ただ、日本とは少し事情が異なるというか冒頭で上げたように、中国では会計士は女性がやっていることの方が多いとのことです。日本で会計士というと想像される姿はやっぱりスーツ着た男性で、女性もいないことはいないだろうけど検事や弁護士同様にやはり男性がメインというイメージの方が強いです。それだけにこの話を最初聞いた時は少し疑ったというか確認する必要があるように思え、早速監査法人に務めている知り合いがいる中国人の友人に連絡を取って真偽を確かめました。
確認を取ったところ、確かに中国の会計士は女性の方が多いというか大半であるというのは事実だそうです。
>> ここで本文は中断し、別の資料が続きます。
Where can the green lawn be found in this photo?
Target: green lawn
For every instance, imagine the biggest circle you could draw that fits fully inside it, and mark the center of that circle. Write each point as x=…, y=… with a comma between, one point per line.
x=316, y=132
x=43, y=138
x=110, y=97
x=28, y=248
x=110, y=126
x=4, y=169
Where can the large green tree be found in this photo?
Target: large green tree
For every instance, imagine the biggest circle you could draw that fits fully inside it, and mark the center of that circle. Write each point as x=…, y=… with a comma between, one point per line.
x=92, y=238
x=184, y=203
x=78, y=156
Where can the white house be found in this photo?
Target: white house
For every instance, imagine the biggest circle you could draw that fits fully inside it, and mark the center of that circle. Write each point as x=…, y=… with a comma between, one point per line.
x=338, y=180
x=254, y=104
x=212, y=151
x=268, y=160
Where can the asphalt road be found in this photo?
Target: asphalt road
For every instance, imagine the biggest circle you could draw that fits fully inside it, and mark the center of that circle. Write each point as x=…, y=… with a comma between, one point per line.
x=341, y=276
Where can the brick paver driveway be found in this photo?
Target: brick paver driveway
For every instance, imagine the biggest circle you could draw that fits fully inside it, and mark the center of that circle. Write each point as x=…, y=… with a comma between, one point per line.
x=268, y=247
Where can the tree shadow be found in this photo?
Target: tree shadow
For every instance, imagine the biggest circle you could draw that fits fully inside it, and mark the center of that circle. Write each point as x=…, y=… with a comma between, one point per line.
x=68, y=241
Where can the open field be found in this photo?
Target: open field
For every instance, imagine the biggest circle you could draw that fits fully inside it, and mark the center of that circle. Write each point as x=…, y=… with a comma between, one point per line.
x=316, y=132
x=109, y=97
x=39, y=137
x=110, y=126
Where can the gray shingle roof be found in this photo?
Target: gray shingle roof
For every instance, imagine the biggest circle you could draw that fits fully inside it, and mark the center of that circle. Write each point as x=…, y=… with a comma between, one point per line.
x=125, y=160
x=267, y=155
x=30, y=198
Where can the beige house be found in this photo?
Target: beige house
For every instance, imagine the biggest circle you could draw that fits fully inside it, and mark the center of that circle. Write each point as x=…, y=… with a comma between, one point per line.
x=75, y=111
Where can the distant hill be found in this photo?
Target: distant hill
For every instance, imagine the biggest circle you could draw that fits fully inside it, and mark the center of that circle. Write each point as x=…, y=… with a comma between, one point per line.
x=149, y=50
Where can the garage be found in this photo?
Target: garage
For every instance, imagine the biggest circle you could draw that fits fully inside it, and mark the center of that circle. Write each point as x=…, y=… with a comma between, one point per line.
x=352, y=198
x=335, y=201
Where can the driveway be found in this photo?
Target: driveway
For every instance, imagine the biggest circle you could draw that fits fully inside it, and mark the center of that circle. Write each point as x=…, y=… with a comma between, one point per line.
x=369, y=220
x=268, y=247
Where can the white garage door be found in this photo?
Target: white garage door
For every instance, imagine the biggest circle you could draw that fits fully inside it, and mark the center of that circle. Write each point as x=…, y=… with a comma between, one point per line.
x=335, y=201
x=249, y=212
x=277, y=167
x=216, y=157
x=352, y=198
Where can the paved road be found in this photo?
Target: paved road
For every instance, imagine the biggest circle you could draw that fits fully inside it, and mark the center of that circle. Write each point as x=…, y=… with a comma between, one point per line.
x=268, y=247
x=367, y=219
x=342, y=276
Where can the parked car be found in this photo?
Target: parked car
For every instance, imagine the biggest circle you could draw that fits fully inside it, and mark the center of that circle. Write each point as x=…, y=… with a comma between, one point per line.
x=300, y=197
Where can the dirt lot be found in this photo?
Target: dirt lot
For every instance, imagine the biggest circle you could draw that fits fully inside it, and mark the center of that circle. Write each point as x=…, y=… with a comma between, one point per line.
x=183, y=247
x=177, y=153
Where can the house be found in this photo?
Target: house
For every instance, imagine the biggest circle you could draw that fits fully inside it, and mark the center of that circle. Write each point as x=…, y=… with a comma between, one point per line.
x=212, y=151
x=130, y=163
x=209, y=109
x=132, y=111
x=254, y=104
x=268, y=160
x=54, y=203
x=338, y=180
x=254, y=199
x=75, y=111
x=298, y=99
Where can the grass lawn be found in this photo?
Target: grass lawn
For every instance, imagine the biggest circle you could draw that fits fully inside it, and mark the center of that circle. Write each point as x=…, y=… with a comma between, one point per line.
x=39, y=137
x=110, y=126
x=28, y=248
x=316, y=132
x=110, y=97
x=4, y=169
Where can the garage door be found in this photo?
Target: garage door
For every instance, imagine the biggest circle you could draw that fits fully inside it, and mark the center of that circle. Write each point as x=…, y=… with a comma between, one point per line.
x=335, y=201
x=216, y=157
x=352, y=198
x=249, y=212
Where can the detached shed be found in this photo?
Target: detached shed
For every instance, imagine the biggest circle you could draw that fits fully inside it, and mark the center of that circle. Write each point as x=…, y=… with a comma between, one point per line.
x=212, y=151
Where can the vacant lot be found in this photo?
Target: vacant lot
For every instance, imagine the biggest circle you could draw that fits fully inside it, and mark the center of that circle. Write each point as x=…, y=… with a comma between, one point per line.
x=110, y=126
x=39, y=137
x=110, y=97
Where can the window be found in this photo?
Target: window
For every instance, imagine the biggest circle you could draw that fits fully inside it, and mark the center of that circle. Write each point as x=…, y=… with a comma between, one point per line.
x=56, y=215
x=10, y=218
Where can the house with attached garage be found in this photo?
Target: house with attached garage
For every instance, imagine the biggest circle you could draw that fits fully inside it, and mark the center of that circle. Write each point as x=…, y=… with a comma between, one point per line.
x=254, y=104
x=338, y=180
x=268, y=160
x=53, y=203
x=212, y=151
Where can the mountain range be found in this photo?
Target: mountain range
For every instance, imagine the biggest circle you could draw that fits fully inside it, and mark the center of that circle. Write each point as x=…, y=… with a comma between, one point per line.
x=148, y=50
一体何故女性が会計士やることが多いのかとさらに尋ねたところ、経理や監査といった細かい数字を見たり確認したりする仕事は女性の方が向いているという概念が中国にはあるそうで、その延長で「会計士は女性の仕事」と考えられているそうです。もっとも、監査法人のトップに立つような会計士はほぼ男性が占めており、影響力的には男性の会計士の方がやっぱり上に出るとのことです。
確かに日本でも経理業務は女性職員が多いような気はしますし、また女性の方が金の出し入れや金額の確認業務は向いているのではというのも納得できます。しかし会計士の大半が女性だというのは私からすると素直に驚きで、逆になんで日本では男ばっかなのかと逆方向の疑問すら湧いてきます。
ただこの方面の中国事情についてもう少し述べると、地味に日本よりも経理や監査や財務申告は中国の方が進んでいるなと思う節があります。不正腐敗のエレクトリカルパレードの中国で何を言うかと思われるかもしれませんが、中国では社会主義国家なだけあって会計基準や税率税法の適用などについて統一した管理を敷きながら細かく当局が指導、強制しており、特筆すべきは一部領収書の書式が全国統一の同じ仕様で、領収書の印刷機も政府公認の物しか使えないようになっています。
また間接税も日本の消費税に対して増値税方式で、日本よりも明らかに管理しやすい形になってますし、なにより一番大きく異なるのは経理業務の担当者は経理関係の資格保有者に限定していることです。日本にも一応、簿記資格はありますが通常の経理業務を行うに当たっては求められませんが、中国ではその辺りが厳しくて、税務申告に当たっても領収書の添付が必ず義務付けられます。
中国に駐在経験がある人ならわかるでしょうが中国の領収書添付の厳格さは日本が緩すぎやしないかと思うくらいで、「他はいい加減なのになんでここだけ厳しいんだ」とよく駐在員同士で愚痴り合うのはこちらの常です。もっとも、それでも不正やらかしたり資金隠したりする人間が後を絶たないというのですから、別な意味でも中国人は会計業務に長けているといえるかもしれません。